Barney vertebra sus recuerdos a través de la crónica descabalada de sus tres matrimonios fallidos: su primera mujer, Clara, una chalada a la que conoció en París y que se convirtió en poetisa de culto tras su muerte; una charlatana irredenta a la que invariablemente llama Segunda Señora Panofsky; y Miriam, el amor de su vida, a la que conoció la noche de bodas con su segunda esposa y a la que empezó a cortejar allí mismo. Desmesurado, cínico, hiperbólico, empapado de alcohol y devoto del hockey sobre hielo, Barney Panofsky se pinta a sí mismo como un patán conmovedor con un don único para ganar dinero, un productor de teleseries baratas lujurioso y embustero redomado para el que la mentira es una forma de vida. Como él mismo explica, las dos únicas veces en que todo se derrumbó alrededor fueron las dos veces en que decidió decir la verdad en vez de la mentira.

Con eso, queda claro que La versión de Barney, como todo buen manuscrito de un pícaro, es un documento sospechoso en grado sumo, desconfianza que aumenta con las puntillosas notas a pie de página, obra de uno de sus hijos, Michael Panofsky, que cuestionan la veracidad, la precisión y a veces la salud mental de Barney, y con sus constantes patinazos de memoria: esos ejercicios mnemotécnicos en que intenta recordar el nombre del cacharro que se usa para escurrir los espaguetis o cómo se llamaban los siete enanitos. La alternancia entre la verdad y la mentira, entre lo que se dice y lo que se calla, lo que se reivindica y lo que se justifica, convierten la lectura, atiborrada de anécdotas estrambóticas y hallazgos hilarantes, en un apasionante juego de tenis. Las idas y venidas en el tiempo parecen obedecer al capricho o a la desgana del autor, hasta que el lector entiende que se halla en manos de un relojero magistral. Barney intenta comprender, desde los agujeros de su memoria hecha polvo, el sentido de su vida fracasada, si es que su vida tuvo algún sentido, aparte del alcohol y el hockey. Por qué Miriam lo abandonó, cómo es que Boogie se esfumó sin más, dejándolo ante una acusación de asesinato. No es un hombre de letras pero siempre ha estado rodeado de escritores y poetas, pasó su sarampión literario en París, rodeado de genios en ciernes que nunca llegaron a nada, en la ciudad maravillosa de la juventud donde también él creyó que podía escribir su gran novela americana.

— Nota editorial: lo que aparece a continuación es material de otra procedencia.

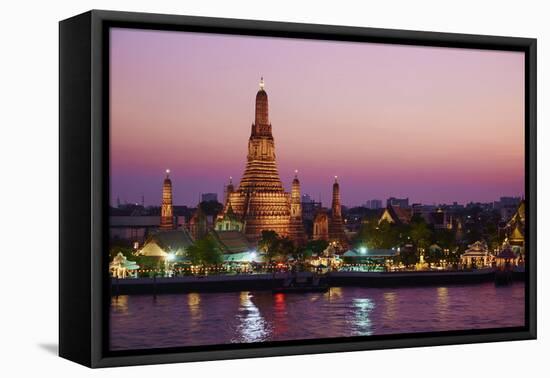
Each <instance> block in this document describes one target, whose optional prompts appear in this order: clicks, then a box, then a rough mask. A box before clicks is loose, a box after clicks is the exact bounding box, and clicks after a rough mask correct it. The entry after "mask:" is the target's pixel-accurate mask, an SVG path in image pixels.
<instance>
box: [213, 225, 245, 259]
mask: <svg viewBox="0 0 550 378" xmlns="http://www.w3.org/2000/svg"><path fill="white" fill-rule="evenodd" d="M211 234H212V235H213V236H214V239H215V240H216V242H217V243H218V245H219V246H220V249H221V250H222V252H223V253H224V254H231V253H242V252H247V251H250V249H251V245H250V243H249V242H248V240H247V239H246V237H245V235H244V234H243V233H242V232H240V231H215V230H213V231H211Z"/></svg>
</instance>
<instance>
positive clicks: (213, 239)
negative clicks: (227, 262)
mask: <svg viewBox="0 0 550 378" xmlns="http://www.w3.org/2000/svg"><path fill="white" fill-rule="evenodd" d="M187 257H188V258H189V260H191V263H192V264H193V265H218V264H221V263H222V262H223V254H222V252H221V250H220V249H219V247H218V244H217V243H216V241H215V240H214V238H213V237H212V236H211V235H206V236H205V237H204V238H202V239H199V240H197V241H196V242H195V244H193V245H191V246H190V247H189V248H188V249H187Z"/></svg>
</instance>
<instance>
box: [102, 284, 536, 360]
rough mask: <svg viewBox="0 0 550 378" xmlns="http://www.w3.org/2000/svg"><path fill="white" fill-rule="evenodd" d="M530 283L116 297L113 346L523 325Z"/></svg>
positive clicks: (321, 335)
mask: <svg viewBox="0 0 550 378" xmlns="http://www.w3.org/2000/svg"><path fill="white" fill-rule="evenodd" d="M524 291H525V290H524V285H523V283H515V284H514V285H512V286H508V287H498V288H497V287H495V286H494V284H492V283H486V284H479V285H467V286H445V287H443V286H442V287H416V288H398V289H396V288H392V289H390V288H357V287H344V288H331V289H330V291H329V292H327V293H325V294H319V293H301V294H272V293H271V292H269V291H267V292H265V291H264V292H248V291H245V292H235V293H200V294H199V293H190V294H166V295H158V296H157V297H156V298H154V297H153V296H150V295H133V296H119V297H113V298H112V302H111V348H112V349H113V350H122V349H139V348H162V347H177V346H192V345H209V344H225V343H252V342H261V341H277V340H295V339H308V338H327V337H345V336H358V335H379V334H390V333H410V332H427V331H445V330H461V329H478V328H495V327H513V326H522V325H523V324H524Z"/></svg>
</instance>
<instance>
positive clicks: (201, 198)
mask: <svg viewBox="0 0 550 378" xmlns="http://www.w3.org/2000/svg"><path fill="white" fill-rule="evenodd" d="M210 201H214V202H218V194H217V193H203V194H201V202H210Z"/></svg>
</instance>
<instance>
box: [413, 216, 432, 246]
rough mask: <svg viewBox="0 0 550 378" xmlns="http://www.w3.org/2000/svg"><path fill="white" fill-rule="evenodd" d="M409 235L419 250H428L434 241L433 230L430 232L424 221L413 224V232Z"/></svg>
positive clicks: (414, 223)
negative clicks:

Al igual que el inolvidable Charlie Citrine de Bellow, Barney mira a la alta cultura con la desconfianza del americano medio, el tipo que se ríe del ideal clásico y romántico de la literatura, de la idea de que los libros puedan salvar o redimir nada. Un productor de teleseries baratas que lleva la Vida de Samuel Johnson a todas partes sólo para que encuentren el tocho en su mesilla de noche el día de su muerte. Como se ve, el chiste es demasiado sofisticado como para no ocultar una verdad que a lo mejor sirve de disfraz a otra mentira. Demasiado judío. Seguro que La versión de Barney oculta montones de referencias al Talmud, a la Biblia y a otras leyendas hebreas, pero eso queda fuera por completo de mi alcance. No es casualidad que desde Toronto, al otro lado del lago Michigan, un viejo judío le lance un guiño canadiense a otro viejo judío de Chicago (el Saul Bellow de El legado de Humboldt) con el que también uno llora a carcajadas.